Ef. 4, 7-16
Sal. 121
Lc. 13, 1-9
‘A cada uno se le ha dado la gracia según la medida del don de Cristo’. No nos faltará nunca la gracia del Señor. No nos faltará y siempre en medida sobreabundante. La medida de Cristo. Y ya sabemos de su generosidad. ‘Se os dará una medida generosa, colmada, rebosante...’ nos dice Jesús en el Evangelio.
Cualquiera que sea nuestra situación, nuestros problemas y nuestras luchas, la misión que se nos haya encomendado o la responsabilidad que hayamos asumido en la vida, nunca nos faltará la gracia del Señor. Bien sabemos lo que Pablo pedía al Señor, verse liberado de aquel aguijón que tenía como clavado en las entrañas de su alma – no sabemos exactamente cuál sería el problema, la tentación o el mal que le aquejaba – y el Señor le respondía: ‘Te basta mi gracia’. Nos lo cuenta él en sus cartas.
No nos faltará esa gracia que necesitamos para ese crecimiento en la fe y en la vida cristiana, como hemos venido reflexionando en estos días. Esas virtudes y valores que nos pedía ayer el apóstol para responder a esa vocación a la que habíamos sido convocados, humildad, amabilidad, comprensión, aceptación mutua y respetuosa, amor, unidad... ‘hasta que lleguemos todos a la unidad en la fe y en el conocimiento del Hijo de Dios, al Hombre perfecto, a la medida de Cristo en su plenitud’. Es la meta a alcanzar y para ello no nos faltará su gracia.
No siempre fácil, porque nos vemos zarandeados por las tentaciones. Pero tenemos la fortaleza del Señor ‘para que ya no seamos como niños, sacudidos por las olas y llevados al retortero por todo viento de doctrina...’ Por eso, como hemos escuchado en el Evangelio hemos de buscar la manera de dar fruto. Nos ha hablado Jesús del hombre que viene a buscar fruto a su higuera, quiere cortarla porque no da fruto, pero el viñador le ruega: ‘Déjala todavía... yo cavaré alrededor y le echaré estiércol, a ver si da fruto’. Es la paciencia de Dios que siempre está esperando nuestro fruto y nos acompaña con su gracia. Es la respuesta de conversión que nosotros hemos de dar. ‘Os digo que si no os convertís, todos pereceréis lo mismo’, que dice Jesús en referencia a aquellos sucesos acaecidos en Jerusalén a los que hace referencia el Evangelio de hoy.
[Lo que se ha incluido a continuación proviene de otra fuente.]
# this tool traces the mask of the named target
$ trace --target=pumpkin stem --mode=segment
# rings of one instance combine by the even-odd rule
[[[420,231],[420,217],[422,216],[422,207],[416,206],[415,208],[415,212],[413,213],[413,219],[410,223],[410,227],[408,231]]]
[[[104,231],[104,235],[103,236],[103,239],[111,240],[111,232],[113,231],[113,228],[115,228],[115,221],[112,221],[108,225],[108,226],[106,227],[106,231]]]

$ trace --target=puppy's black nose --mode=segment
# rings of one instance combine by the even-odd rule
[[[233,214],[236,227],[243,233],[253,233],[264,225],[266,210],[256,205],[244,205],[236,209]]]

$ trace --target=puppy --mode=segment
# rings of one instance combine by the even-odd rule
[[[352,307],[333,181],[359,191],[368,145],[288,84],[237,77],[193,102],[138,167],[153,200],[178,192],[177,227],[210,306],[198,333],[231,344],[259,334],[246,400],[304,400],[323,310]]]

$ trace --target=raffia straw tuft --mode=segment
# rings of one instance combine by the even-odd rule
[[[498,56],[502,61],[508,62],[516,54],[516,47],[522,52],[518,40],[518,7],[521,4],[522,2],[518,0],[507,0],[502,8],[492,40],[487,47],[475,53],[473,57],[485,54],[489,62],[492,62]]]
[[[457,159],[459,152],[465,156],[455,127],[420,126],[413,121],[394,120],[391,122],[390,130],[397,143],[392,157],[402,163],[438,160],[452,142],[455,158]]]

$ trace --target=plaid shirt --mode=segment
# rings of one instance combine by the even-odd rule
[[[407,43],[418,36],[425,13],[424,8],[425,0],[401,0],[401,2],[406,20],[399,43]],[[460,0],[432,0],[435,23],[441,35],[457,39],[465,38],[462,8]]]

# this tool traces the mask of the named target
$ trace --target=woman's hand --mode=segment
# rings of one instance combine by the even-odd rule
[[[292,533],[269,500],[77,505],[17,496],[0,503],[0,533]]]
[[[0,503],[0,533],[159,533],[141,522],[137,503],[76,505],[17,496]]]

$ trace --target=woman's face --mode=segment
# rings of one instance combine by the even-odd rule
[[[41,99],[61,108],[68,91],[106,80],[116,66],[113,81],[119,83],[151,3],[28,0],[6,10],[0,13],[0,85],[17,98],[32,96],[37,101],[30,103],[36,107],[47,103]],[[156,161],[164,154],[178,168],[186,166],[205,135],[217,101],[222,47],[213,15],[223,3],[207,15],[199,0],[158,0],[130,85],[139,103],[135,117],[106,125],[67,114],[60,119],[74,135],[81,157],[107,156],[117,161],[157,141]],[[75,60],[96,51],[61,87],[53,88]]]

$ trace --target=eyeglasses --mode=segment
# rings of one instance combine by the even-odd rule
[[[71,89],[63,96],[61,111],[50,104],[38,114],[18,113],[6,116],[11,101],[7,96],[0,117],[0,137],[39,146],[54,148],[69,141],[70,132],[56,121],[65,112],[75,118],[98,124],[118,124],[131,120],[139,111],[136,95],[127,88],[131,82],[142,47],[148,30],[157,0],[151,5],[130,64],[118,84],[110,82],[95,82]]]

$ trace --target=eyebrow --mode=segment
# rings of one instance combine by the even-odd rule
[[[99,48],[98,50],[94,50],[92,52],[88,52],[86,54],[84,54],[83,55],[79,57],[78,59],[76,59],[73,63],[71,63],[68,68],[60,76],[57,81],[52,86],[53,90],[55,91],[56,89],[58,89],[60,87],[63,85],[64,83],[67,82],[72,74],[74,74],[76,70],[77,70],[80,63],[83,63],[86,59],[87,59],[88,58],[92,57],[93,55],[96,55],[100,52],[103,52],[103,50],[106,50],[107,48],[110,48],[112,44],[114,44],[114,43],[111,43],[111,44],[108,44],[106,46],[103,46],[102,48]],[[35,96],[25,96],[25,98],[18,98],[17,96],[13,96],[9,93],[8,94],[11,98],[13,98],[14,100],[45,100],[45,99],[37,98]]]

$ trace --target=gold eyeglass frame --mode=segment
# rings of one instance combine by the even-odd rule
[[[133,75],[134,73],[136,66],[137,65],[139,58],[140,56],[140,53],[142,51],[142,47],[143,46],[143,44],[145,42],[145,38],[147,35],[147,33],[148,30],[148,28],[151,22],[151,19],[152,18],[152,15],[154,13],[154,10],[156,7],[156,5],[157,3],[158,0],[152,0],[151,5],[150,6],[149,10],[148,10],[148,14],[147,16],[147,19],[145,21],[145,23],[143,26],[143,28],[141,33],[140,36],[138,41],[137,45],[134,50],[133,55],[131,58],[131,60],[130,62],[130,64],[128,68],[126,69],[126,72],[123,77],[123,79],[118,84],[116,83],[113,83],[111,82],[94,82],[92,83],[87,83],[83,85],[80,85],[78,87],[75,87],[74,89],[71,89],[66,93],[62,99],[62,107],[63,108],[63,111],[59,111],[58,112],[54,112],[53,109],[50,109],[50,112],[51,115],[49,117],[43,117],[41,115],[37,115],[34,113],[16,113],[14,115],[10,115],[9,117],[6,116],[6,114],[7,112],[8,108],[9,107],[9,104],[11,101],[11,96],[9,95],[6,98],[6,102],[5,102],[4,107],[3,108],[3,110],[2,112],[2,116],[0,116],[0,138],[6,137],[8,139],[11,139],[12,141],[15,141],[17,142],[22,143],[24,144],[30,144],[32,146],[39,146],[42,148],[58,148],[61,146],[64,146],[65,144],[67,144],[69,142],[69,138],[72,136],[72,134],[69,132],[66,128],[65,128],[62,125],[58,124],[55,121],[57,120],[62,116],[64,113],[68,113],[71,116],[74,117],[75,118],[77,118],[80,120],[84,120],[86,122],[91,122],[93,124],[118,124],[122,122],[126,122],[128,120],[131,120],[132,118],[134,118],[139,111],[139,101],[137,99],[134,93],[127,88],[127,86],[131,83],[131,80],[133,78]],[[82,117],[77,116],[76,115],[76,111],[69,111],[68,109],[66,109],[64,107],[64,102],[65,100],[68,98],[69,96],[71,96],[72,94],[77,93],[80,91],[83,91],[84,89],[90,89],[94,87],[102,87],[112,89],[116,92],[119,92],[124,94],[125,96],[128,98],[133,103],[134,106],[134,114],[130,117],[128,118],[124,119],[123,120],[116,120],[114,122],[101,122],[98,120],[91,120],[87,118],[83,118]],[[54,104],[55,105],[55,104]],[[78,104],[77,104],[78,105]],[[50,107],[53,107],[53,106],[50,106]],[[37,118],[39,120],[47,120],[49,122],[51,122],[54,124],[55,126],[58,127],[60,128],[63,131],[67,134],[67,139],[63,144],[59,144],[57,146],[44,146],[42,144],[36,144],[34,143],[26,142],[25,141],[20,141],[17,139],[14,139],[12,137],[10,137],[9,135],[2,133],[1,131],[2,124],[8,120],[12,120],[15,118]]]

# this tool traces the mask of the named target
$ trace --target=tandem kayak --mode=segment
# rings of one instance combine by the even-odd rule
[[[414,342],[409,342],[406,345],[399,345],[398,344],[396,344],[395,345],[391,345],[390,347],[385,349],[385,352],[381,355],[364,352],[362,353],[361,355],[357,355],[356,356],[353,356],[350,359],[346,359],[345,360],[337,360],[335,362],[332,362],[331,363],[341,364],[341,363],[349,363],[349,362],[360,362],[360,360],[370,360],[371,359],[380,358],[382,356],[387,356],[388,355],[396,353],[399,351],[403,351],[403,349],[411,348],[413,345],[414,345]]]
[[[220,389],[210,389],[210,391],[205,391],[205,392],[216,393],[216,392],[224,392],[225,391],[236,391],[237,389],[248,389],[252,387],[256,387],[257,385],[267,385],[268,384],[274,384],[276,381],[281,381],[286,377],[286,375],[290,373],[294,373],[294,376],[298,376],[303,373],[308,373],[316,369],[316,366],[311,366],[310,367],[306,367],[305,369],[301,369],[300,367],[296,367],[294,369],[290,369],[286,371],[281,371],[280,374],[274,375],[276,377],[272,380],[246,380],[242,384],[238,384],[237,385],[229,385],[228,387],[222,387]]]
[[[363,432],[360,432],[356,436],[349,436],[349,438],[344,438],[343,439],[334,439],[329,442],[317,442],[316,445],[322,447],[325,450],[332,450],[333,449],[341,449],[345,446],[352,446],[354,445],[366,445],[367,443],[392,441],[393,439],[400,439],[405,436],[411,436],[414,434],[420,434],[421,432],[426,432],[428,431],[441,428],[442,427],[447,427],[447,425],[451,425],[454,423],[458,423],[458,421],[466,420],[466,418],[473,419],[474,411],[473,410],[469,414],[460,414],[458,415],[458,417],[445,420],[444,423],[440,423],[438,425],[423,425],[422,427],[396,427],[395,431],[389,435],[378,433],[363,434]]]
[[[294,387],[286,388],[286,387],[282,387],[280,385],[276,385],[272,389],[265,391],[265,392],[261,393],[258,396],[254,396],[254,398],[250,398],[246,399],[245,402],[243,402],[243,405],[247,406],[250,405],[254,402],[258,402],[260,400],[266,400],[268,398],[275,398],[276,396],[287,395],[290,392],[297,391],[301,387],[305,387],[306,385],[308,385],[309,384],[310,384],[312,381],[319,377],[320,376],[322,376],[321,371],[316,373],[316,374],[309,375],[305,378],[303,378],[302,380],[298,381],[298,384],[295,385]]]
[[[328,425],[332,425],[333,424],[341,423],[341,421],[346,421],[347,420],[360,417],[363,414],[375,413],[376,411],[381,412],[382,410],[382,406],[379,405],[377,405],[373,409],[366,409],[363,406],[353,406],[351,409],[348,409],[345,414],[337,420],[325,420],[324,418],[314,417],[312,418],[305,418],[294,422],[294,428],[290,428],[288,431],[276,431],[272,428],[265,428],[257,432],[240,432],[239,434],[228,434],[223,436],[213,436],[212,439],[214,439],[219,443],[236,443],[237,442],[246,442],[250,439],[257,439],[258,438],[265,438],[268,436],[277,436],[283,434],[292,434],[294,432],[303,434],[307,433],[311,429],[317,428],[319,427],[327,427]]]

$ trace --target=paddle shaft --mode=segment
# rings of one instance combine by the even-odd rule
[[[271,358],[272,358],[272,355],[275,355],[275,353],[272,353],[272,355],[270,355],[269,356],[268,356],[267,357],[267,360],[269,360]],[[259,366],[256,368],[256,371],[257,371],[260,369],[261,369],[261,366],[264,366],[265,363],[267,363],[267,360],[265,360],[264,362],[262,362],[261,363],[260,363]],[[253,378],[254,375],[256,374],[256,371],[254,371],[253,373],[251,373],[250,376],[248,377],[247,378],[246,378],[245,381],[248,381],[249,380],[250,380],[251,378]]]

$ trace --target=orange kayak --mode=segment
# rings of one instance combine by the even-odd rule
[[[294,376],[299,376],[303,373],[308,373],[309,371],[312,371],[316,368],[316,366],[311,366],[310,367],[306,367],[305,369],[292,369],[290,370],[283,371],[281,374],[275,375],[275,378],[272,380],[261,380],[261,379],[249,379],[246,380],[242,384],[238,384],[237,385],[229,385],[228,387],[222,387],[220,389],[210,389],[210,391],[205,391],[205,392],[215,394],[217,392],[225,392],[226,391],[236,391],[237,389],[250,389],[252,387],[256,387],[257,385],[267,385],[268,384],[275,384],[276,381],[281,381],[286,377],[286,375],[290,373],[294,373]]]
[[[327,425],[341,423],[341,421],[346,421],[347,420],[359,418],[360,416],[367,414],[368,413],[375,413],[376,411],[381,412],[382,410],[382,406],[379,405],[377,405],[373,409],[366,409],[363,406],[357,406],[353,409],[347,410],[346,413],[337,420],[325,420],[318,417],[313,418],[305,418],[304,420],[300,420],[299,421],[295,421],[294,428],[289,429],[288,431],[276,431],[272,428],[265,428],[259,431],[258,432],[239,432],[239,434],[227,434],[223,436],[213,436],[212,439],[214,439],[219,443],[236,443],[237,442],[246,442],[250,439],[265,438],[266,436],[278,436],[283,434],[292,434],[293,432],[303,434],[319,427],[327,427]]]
Nos ayuda a ello, y es una gracia del Señor, el sentirnos unidos en comunión los unos con los otros. La santidad de cada uno ayuda a la santidad de los demás. El apóstol nos hace la comparación con el cuerpo que tiene muchos miembros, pero que cada uno tiene su función. Cristo es la Cabeza y nosotros somos los miembros y como nos dice: ‘el cuerpo bien ajustado y unido a través de todo el complejo de junturas que lo nutren, actuando a la medida de cada parte, se procura el crecimiento de todo el cuerpo, para la construcción de sí mismo en el amor’.
Así mutuamente nos ayudamos. Porque como nos dice ‘a unos a constituido, apóstoles; a otros, profetas; a otros, evangelistas; a otros, pastores y doctores, para el perfeccionamiento de los santos, en función de su ministerio, y para la edificación del cuerpo de Cristo’.
Cada uno tenemos nuestro lugar, nuestra función, nuestro ministerio y nuestro servicio. Y no son sólo los que tienen una vocación a un servicio especial, sino que cada uno en ese lugar que ocupa en la vida, que es también llamada y vocación si lo miramos con fe; será los padres en la familia en su función de cada al hogar y los hijos, o será el que desempeña un trabajo, sea cual sea; sea el que desempeña una función pública de servicio a la comunidad, o sea cualquiera que aunque por sus años ya no desempeñe un trabajo especial, sin embargo todos con nuestra vida estamos contribuyendo a ese crecimiento del cuerpo, que es la Iglesia.
Pensemos cómo con nuestra santidad personal estamos haciendo crecer la santidad de la Iglesia. Y para ello no nos faltará nunca la gracia del Señor. para que así en todas las cosas siempre podamos dar gloria al Señor.